2. use highly secure VPN connections

A 'Virtual Private Network' (VPN) enables a secure connection from any location to a company network. All that is required is a connection via a WLAN network, mobile network or Ethernet, for example. Special high-security VPN tools are required to ensure that data communication via such a public network or a home network is secure. The problem is that these were previously only available in the form of hardware boxes that only corresponded with end devices from certain manufacturers. When a large number of employees go into the home office from one day to the next, such a system quickly reaches its limits. The boxes are completely unsuitable for working on the move - for example at the airport, in the hotel lobby or in a cab - as they require an external power connection.

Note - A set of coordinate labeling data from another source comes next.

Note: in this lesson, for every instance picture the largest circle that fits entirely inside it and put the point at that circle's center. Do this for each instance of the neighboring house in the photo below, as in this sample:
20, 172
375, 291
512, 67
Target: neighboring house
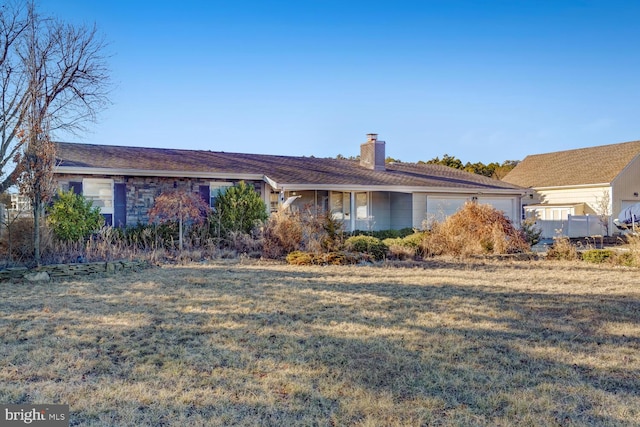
574, 189
366, 194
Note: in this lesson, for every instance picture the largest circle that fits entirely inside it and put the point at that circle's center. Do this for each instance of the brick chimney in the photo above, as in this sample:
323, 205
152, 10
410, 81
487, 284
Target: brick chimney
372, 153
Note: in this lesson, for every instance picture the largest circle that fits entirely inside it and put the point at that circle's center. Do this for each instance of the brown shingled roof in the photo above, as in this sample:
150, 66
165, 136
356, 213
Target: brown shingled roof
593, 165
282, 169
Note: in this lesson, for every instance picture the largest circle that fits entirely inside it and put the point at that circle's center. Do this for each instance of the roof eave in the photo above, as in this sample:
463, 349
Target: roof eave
79, 170
402, 189
568, 187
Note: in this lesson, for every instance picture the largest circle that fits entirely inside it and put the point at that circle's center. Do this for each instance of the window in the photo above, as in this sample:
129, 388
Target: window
362, 205
216, 189
100, 192
340, 205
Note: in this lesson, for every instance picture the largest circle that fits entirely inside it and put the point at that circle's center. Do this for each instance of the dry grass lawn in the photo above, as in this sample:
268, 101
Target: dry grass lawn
230, 343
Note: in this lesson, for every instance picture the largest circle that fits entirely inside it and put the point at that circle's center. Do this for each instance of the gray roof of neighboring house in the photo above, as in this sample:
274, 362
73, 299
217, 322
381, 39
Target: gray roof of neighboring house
281, 169
593, 165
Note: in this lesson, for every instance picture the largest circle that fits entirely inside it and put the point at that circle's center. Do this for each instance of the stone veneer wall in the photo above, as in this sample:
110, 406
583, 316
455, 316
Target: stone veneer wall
142, 191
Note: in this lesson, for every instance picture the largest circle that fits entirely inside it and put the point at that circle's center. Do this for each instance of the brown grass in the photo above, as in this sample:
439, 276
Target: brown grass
487, 344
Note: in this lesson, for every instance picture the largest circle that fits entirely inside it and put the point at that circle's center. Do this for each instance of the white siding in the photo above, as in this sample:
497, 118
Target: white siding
419, 209
624, 187
381, 210
590, 196
401, 210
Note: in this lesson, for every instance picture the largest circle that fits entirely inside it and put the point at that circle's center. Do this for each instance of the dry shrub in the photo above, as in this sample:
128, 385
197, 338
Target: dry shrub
243, 243
16, 244
631, 257
282, 234
562, 249
473, 230
397, 250
308, 230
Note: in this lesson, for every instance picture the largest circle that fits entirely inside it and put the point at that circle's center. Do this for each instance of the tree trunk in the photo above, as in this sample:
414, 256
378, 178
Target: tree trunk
36, 230
180, 225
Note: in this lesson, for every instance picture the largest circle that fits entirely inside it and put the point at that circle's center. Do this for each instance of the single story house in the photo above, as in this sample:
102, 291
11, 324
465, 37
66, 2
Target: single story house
366, 194
575, 189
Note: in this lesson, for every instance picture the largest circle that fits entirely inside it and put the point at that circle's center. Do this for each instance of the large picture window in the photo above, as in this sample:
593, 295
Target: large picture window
216, 189
362, 205
100, 192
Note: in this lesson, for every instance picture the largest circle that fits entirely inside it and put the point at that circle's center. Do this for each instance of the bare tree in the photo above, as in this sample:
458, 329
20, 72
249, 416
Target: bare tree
56, 79
603, 209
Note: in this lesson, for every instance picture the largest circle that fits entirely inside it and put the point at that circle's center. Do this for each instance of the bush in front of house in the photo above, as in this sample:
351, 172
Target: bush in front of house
72, 217
563, 250
386, 234
367, 245
404, 248
531, 231
238, 209
475, 229
307, 230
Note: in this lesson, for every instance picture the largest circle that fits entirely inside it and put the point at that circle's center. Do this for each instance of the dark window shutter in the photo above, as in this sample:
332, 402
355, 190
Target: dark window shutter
120, 205
76, 187
205, 194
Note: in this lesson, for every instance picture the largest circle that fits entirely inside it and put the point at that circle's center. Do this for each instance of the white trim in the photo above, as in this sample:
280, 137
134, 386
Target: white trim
160, 173
402, 189
75, 170
568, 187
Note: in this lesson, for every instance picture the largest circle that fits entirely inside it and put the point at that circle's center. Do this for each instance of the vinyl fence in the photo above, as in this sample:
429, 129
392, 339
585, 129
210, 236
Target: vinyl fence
573, 226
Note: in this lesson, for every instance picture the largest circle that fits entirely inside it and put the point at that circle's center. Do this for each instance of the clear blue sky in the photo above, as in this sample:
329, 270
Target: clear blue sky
479, 80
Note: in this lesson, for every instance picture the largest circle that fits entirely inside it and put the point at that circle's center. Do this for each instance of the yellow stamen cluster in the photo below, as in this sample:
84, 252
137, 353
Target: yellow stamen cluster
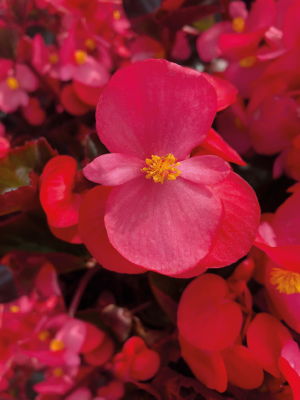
12, 83
248, 62
53, 58
14, 309
43, 335
287, 281
238, 24
160, 168
90, 44
56, 345
80, 57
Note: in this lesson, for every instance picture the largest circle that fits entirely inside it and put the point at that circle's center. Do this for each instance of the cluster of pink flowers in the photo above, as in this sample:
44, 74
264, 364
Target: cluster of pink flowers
149, 198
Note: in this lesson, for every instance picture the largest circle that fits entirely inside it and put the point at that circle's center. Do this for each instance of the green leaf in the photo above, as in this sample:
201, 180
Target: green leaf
16, 166
29, 231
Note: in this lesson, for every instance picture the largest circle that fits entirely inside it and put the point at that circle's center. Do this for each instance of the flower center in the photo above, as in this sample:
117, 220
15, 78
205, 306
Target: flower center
160, 168
248, 62
90, 44
56, 345
287, 281
238, 24
14, 309
43, 335
12, 83
80, 57
53, 58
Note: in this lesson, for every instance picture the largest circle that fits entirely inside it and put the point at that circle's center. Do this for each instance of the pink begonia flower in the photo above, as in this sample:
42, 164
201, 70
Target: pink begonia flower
181, 49
144, 47
205, 309
135, 361
232, 126
33, 112
168, 212
289, 364
239, 38
71, 102
281, 243
45, 58
79, 66
14, 88
72, 337
4, 142
115, 390
215, 145
215, 369
266, 337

Only a software-based VPN client makes it possible to quickly switch to remote operation. For it to be truly secure, the VPN client must be 'always-on' - this means that the data can only leave the end device via the VPN connection. Only in the event that the VPN client detects a secure network - for example in the office - does it deactivate itself. Such 'friendly network detection' enables the user to work continuously and securely in different network environments. The R&S Trusted VPN Client is the first software-based VPN client that has been approved by the BSI for VS-NfD requirements.

3. secure the browser

Even before the coronavirus crisis, 70% of hacker attacks came from the internet. The current need for information exacerbates this danger even further. Malware is being smuggled onto computers via fake websites, emails or graphics that appear to come from trustworthy sources. The best protection against attacks from the Internet is a virtual browser, such as the R&S Browser in the Box. If this is used, cyber criminals don't stand a chance.

4. protect data on the end devices

Organizations with high security requirements in particular - and this includes pharmaceutical companies - should equip their employees' end devices with hard drive encryption. Only authorized users can then use multi-factor authentication to access their data and the operating system. If the device is lost or stolen, it is not possible for third parties to access the data.

Speed not at the expense of safety

Speed is important in the development, approval and distribution of new medicines and vaccines. But it must not come at the expense of data and process security. With the right IT solutions, security and digital agility can be combined.